Complex indigestible carbohydrates such as insoluble fibre are often limited in diets formulated for the critically ill patient. This is because insoluble fibre may increase the overall feeding volume and reduce digestibility.

Conversely, the inclusion of fermentable fibres or prebiotics such as beet pulp or fructooligosaccharides may have several beneficial effects in critical illness.

Fermentable fibres may have a positive effect on the mucosal barrier by stimulating the growth of intestinal bacteria such as lactobacilli and bifidobacteria. In addition, they produce the short-chain fatty acids which provide fuel for colonocytes.


In critical illness, an imbalance between free radical production and antioxidant protection can arise. Therefore it is prudent to supplement the diet of the critically ill patient with antioxidants.

Finally, attention must be given to the physical presentation of the food – its consistency, viscosity and texture – and the patient’s requirements in terms of feeding method and preferences.
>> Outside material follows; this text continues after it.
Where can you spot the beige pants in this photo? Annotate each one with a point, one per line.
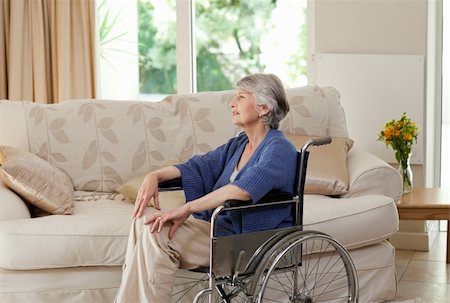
(152, 259)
A cat which has always been fed wet food is unlikely to eat dry food if presented with this for the first time during a period of convalescence. Royal Canin’s Recovery diet has a unique texture which allows voluntary feeding and lapping, as well as syringe feeding and tube feeding.

In summary, malnutrition is far too common in critically ill companion animal patients. Numerous studies have demonstrated that nutritional support reduces both morbidity and mortality and so should form an important part in the management of critically ill patients.